そのことのほうが、時として大事なときがある。
みんなが混乱したり、取り乱しているときは……特に。

ぬあんか、こんなハナシを聞いちゃうと、
死んだ会田雄次のハナシを思い出すんだなぁ…
会田のハナシってのは、
「終戦」の反省をシカツメらしく語っている人たちこそが、
じつは敗戦を隠した(い)張本人だったっていうこと……。
あれだけ多くの反省が語られているにもかかわらず、
じつはそれこそが彼らの責任を隠すものだったってぇこと。
(ここであの「アーレントの責任」を引いても良いが)
じゃそれは誰なのか?、
会田によると、軍人はもちろんだが、
戦争を煽ったマスコミ、多くの教育者、お役人…
この指摘だけは、ホントに大事だと思うなぁ(といってもひとは、所詮勝ち組にしか乗らないから
意味無いかも?)。
以下は会田弁
「一番励んだのは官僚でしょう。いわゆる無名のまま背後で煽った連中です。自分の名で戦争を起こして敗北したら当然処分されるはず。東条英機(ママ)すら自殺しようとするぐらいですから、名前が出た人々は覚悟していたと思います。しかし第二線級の連中はそんな覚悟もなしに煽っていたのでしょう。
 無名の人々で次に挙げられるのは新聞人です。マスコミです。彼らは激しく煽ったにもかかわらず、誰がやったと言いだしたら自分の身が危ないから、一斉に隠しましたね。…(中略)…
 その次に挙げられるのは学者、教育者だと思います。煽ったのは特に教育者、教育学者ですね。『戦争へ行ってこい、御国のために死んでこい』といい続けていた。」
「その代表は、東京帝国大学教育学部の連中だったと思います。その中心人物の海後宗臣など戦前は、徴兵不合格者は罪人だから罰せよと書いていたのを私ははっきり覚えています。不合格になるような奴は身体が弱くてお国の役に立たないから処罰せよと主張した。そんな連中が、梅根悟、宗像誠也等以下そのようなことを書いた人物が、戦後は急転直下、侵略主義の権化天皇の排撃ですよ。一言の弁解もなしにね。立場が変わったので有名なのは歴史学者の家永三郎ですが、彼の場合には変わった理由はっきりしている。戦前は皇国史観を説いていましたが、戦後は百八十度転向した。ただし終戦直後に変わったのではなくて、自分が東大の教授になれないと知って急転直下左翼になった。彼はまだいいと思う。というのは、あれは彼の個人的恨みだということが、人から見てよくわかるからです。
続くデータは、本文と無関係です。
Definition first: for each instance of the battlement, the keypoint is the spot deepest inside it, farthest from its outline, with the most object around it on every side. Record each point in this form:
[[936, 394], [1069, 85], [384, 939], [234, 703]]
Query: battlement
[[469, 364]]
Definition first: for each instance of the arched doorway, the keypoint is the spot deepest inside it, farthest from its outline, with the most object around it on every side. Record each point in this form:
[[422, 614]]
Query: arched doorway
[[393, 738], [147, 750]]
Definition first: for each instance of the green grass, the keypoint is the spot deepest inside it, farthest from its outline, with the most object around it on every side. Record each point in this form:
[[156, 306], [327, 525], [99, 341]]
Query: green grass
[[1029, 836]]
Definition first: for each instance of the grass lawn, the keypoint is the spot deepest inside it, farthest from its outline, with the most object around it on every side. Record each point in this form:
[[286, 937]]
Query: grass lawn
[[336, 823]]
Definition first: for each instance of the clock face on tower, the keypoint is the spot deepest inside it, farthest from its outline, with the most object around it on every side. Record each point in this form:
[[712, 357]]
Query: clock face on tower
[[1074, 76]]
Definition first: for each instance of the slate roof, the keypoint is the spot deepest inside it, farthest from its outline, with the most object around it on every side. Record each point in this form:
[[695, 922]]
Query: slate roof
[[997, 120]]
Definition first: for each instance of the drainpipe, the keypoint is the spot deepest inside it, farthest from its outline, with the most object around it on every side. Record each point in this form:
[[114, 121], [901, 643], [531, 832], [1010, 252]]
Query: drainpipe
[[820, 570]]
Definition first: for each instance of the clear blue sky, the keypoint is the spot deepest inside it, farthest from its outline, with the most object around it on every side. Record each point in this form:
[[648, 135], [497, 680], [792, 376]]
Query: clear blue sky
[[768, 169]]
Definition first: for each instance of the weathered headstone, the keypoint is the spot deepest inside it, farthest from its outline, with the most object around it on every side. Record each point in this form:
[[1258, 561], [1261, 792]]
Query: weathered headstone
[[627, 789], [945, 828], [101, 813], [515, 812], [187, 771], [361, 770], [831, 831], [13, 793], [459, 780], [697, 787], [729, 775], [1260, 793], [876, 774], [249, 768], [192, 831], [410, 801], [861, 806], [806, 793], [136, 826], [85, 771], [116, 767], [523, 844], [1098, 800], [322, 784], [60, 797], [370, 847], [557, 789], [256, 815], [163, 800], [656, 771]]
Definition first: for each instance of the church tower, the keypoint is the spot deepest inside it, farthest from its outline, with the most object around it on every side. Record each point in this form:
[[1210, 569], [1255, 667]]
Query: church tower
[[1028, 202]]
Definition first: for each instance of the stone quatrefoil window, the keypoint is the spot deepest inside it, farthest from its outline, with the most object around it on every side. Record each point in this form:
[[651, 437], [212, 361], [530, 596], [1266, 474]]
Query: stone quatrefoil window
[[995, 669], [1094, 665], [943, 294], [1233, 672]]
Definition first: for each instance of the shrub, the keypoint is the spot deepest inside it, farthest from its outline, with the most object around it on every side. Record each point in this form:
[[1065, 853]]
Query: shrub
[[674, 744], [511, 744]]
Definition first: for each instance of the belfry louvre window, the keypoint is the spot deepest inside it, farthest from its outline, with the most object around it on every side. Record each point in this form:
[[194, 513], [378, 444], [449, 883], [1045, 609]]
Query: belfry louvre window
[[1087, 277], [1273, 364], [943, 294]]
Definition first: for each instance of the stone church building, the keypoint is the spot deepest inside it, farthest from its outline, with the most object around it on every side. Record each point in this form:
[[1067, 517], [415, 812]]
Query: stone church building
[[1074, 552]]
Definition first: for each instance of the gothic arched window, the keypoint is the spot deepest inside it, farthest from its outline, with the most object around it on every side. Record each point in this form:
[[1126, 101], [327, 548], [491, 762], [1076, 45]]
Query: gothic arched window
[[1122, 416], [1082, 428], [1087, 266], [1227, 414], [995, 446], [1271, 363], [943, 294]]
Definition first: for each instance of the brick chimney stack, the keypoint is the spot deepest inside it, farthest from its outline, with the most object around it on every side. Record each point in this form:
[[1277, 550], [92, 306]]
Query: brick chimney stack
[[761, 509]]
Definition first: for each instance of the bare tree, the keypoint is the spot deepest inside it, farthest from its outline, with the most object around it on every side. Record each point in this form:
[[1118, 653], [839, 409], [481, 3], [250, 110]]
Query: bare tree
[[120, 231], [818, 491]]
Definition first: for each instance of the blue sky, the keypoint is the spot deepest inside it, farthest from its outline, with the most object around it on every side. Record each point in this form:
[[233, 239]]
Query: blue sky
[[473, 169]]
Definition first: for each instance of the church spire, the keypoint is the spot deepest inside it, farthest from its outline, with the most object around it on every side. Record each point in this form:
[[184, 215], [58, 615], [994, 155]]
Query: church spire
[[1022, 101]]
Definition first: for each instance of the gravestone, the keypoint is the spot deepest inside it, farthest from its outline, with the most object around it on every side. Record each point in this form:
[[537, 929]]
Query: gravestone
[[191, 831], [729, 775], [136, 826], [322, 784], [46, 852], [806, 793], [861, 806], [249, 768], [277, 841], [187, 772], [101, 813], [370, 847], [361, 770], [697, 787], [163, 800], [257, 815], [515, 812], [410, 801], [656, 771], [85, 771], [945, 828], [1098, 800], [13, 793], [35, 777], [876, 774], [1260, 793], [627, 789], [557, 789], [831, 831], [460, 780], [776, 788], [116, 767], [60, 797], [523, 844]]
」
「彼(ビルマの最高司令官・木村兵太郎)大将は気分としてどうしても許すことができない。あの男は片腕を失った兵隊でも除隊を許さず敵にかみついて死ねと前線に送りだした。だが英軍が来るとラングーンに何万という日本の婦女子、看護婦、一般市民、それから軍隊を置いて逃げ帰ってしまった。卑劣とも何ともいいようがない敗戦責任者です。だから戦犯で処刑するのではなくて、敗戦責任で殺すべきだったと思う。部下をおいて逃げて帰ってしまった司令官はそうされてしかるべきです。しかも彼らは逃げて帰る時の飛行機のなかで辞令によって昇進している」
「私は少なくとも戦争中に将官になっていた人々は、天皇陛下の命令で任務についたわけですから、全員切腹するのかと思った。昔の武士のように腹を切るのだと思った。ところが阿南陸相など四、五人が腹を切っただけでした。それどころか、日本人はその人たちを戦後持ち上げた。なかでも辻参謀というとんでもない破廉恥男を、参議院でトップ当選させた。この男は単なる人殺しです。こんな男を選挙で当選させるから、ますますわけがわからなくなった。
 一方B、C級戦犯の場合のように明らかに無実の男が残虐行為だといってどんどん絞首刑になっているにもかかわらず私たちは反抗もしなかった。けしからんともいわなかった。戦後の無責任時代、責任逃避時代は、こういった亡国日本が敗戦処理もできずに、狡猾な変節漢・無責任人種をのさばらせたことから始まったと思います。」(p.13-14 会田雄二「日本人は敗戦を認めよ」月刊【発言者】Aug.'95.(西部邁事務所))
まことにお説ごもっとも…である。

橋本は、勝ち組だ!負け組だ!とか、そういうものを必要としていた人たちは、
じつは勝ち組ではないひとたち、
「パッとしない人たち」だったということに注目している。
パッとしない人たちは、負け組ではないものの、このままいくとずぶずぶと負け組にスライディングしてしまうパッとしない人たち
「本当だったら”負け組”にカウントされた方がいい人」(p.84)
このパッとしない人たちが、ぶら下がる対象として勝ち組(いわゆる”トレンド”ってやつかな?)を期待、必要としていた…
会田のハナシと関連があるのは
このパッとしない人たちが、勝ち組にぶら下がっているあいだは、いままでの(バブルや無策の)反省しないですむ
無責任ですむ……「「本当だったら”負け組”にカウントされた方がいい人達」は、「勝ち組」にぶら下がって生き延びる」(p.84)
会田なら
「「本当だったら”戦犯”にカウントされた方がいい人達」は、「占領軍」にぶら下がって生き延びる」
っていうおハナシ…
うーん、にゃあるほどとは思うけど…
ただ、
勝ち組/負け組なんてハナシ(図式)は、
変わらずに古い話じゃねッ
日本人なんか、つねにそういう思考法でやってきたんじゃ。
雑駁にあげても、源平、関ヶ原、維新、戦争、ヤスクニ、イジメ、郵政選挙、バッシング炎上…みんな常に勝ち組ぶら下がり論理
つねに勝ち組が暴走する社会…ニッポン!チャチャチャッ!

・バブル崩壊後の日本のことを書いているけど、かなりの部分は郵政選挙&小泉改革について。
郵政選挙の橋本の認識は、
そのむかし紹介した石川好とほとんど同じと言っていいじゃないかなぁ?…(p.80)

このなかで
「小泉にしたがったほうが得だと思ってしたがった人たちが大半だったということが見過ごされている」という指摘をしている。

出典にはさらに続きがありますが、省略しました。